Under such situation, in order to complete the goal, government can only
1. Force the banks to do loans (by taking over, by providing incentives like guarantee and free money),
2. Force people to consume (by punishing deposit, by providing coupons, by providing more social welfare, by providing coverage on mortgages, and by providing jobs through infra-structural projects).
But each of those can lead to the following possibilities:
1. For the bank parts, it can either lead to
a. no actual increase on loans to direct customers but use the cheap money for buying back some on-the-book safe assets like treasuries and bonds. But the actual rsk is not as low as those tools persume.

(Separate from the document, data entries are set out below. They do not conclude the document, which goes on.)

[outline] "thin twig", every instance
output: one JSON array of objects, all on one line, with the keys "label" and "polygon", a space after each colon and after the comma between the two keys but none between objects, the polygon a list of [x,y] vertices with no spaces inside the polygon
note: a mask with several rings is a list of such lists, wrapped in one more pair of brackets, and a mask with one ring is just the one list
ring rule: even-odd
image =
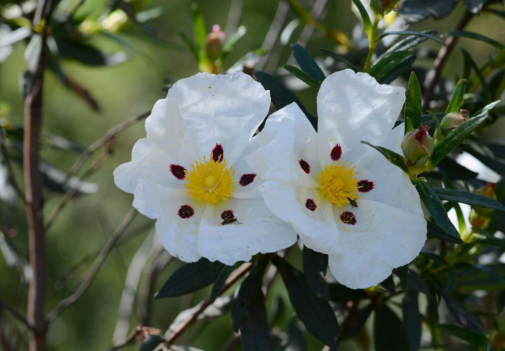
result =
[{"label": "thin twig", "polygon": [[[461,18],[456,30],[461,30],[468,23],[473,16],[471,12],[467,11]],[[423,96],[423,110],[426,111],[430,108],[429,105],[433,98],[435,93],[435,87],[438,83],[442,70],[443,69],[445,62],[452,52],[458,41],[457,36],[449,36],[445,40],[445,46],[442,47],[438,51],[437,57],[433,61],[433,68],[426,74],[425,86],[426,90]]]},{"label": "thin twig", "polygon": [[48,315],[47,320],[49,323],[54,320],[65,309],[75,302],[84,294],[88,288],[89,287],[91,283],[93,282],[93,279],[96,276],[97,273],[98,273],[98,271],[102,268],[107,256],[112,250],[112,249],[114,247],[119,238],[126,231],[128,226],[133,221],[133,218],[135,218],[135,216],[137,213],[137,210],[134,208],[132,208],[128,211],[128,213],[126,214],[126,215],[123,219],[123,221],[116,229],[116,230],[114,231],[112,235],[111,236],[109,241],[104,246],[102,251],[100,251],[100,253],[98,254],[94,262],[93,262],[93,265],[89,269],[89,271],[88,271],[86,277],[75,292],[58,302],[56,307]]}]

It will not benefit individuals and enterprises, and in the long term it will put the bank assets at risk.
b. increases on loans due to orders. But meanwhile bad debt will also increase because of loosen standards. Due to unclear vision on the future, the borrowed money will be used on maintaining current business, paying off debts, and short-term speculation. None of them will benefit the economy, and will initiate another wave of first inflation and then bubble burst.
2. For the individual parts, it can
a. save the money for themselves and use the benefit. Consumption cannot be enhanced.
b. use the money for short-term speculation due to unclear vision.
From both situations, the most important part is the vision to the future. Without a clear expectation on the future, any financial stimuli will not result in enhancement on both productions and consumptions. It will further worsen the already unfair wealth distribution as well as the lack of circulating money. Or, it will circulate to short-term projects or government designated projects: both of them will result in first inflation (or even hyper-inflation) and then burst of bubble.